Journal of Physical Chemistry B, Vol.112, No.51, 16701-16709, 2008
The Stability of Bubbles Formed from Supersaturated Solutions, and Homogeneous Nucleation of Gas Bubbles from Solution, Both Revisited
The solution of the problem of the relative stability of all possible equilibrium bubble states that can form from a closed, finite, supersaturated gas-liquid solution, maintained at a fixed temperature and a fixed external pressure is given. The supersaturated solution may contain any number of dissolved volatile solutes. The full solution to this problem has remained elusive for decades, because of the complication of pressure inequalities between the bubbles and the constant external (or reservoir) pressure. The method of solution is one that had been used previously to solve the related problem of the stability of a liquid droplet in a supersaturated vapor, where the same complication occurred.

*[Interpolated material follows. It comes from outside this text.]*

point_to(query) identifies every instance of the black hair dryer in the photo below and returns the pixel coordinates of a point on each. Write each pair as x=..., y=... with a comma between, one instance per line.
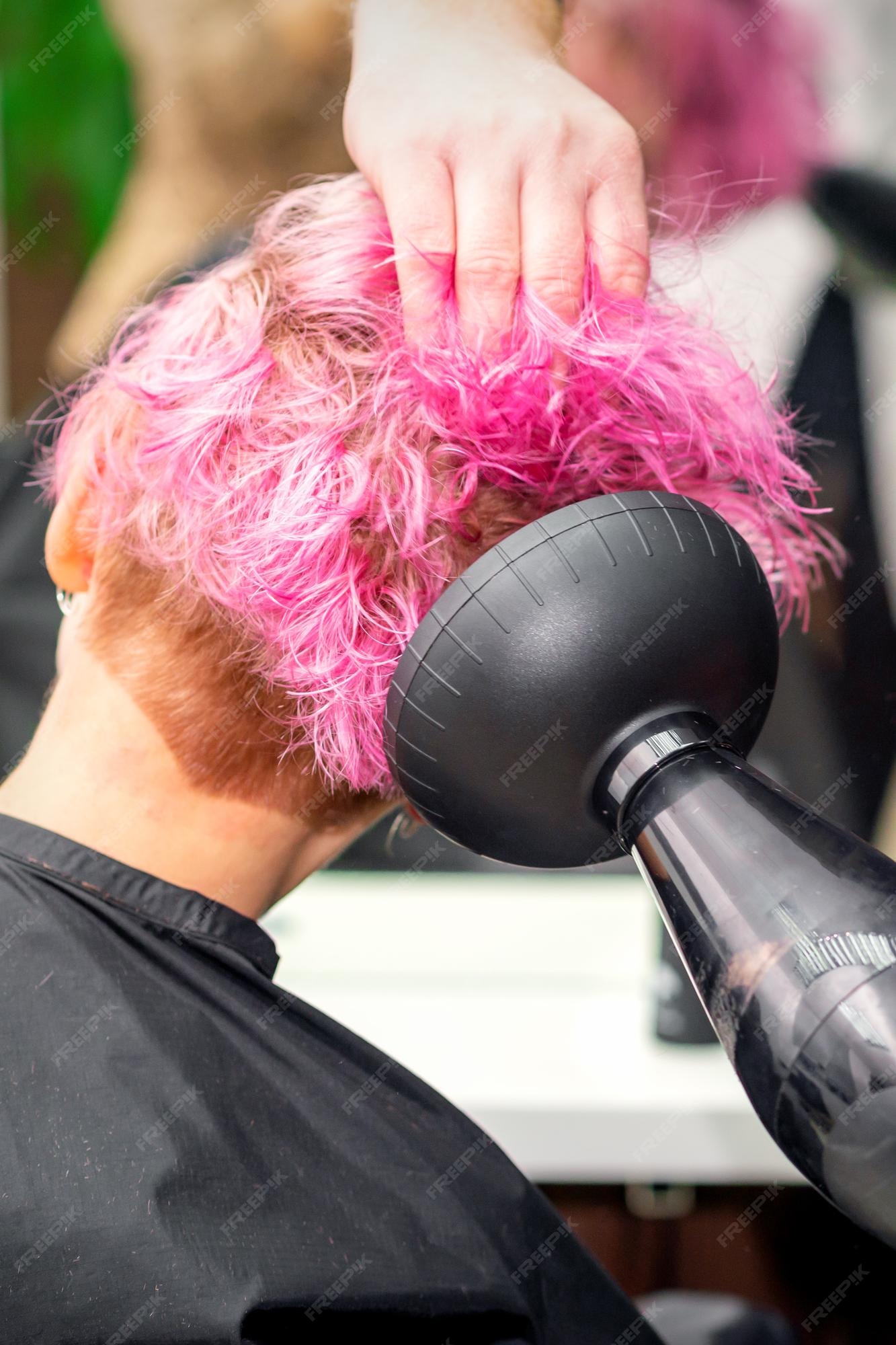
x=592, y=685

The derived equations were found to reduce correctly when simplified; they were consistent with experiment, and the system Gibbs free energy appropriately obeyed the Law of Corresponding States.. The expressions were used in the context of transition state theory to provide semiempirical predictions of the rate of homogeneous bubble formation from a supersaturated solution, and the "critical pressure for homogeneous nucleation (P-crit)". The nucleation Gibbs free energy expression derived here had a lower barrier height and resulted in a reduction of P-crit values, relative to what was obtained from the basis of a pre-existing approximate expression taken from the literature. Applications to chemical engineering and human decompression modeling are briefly described.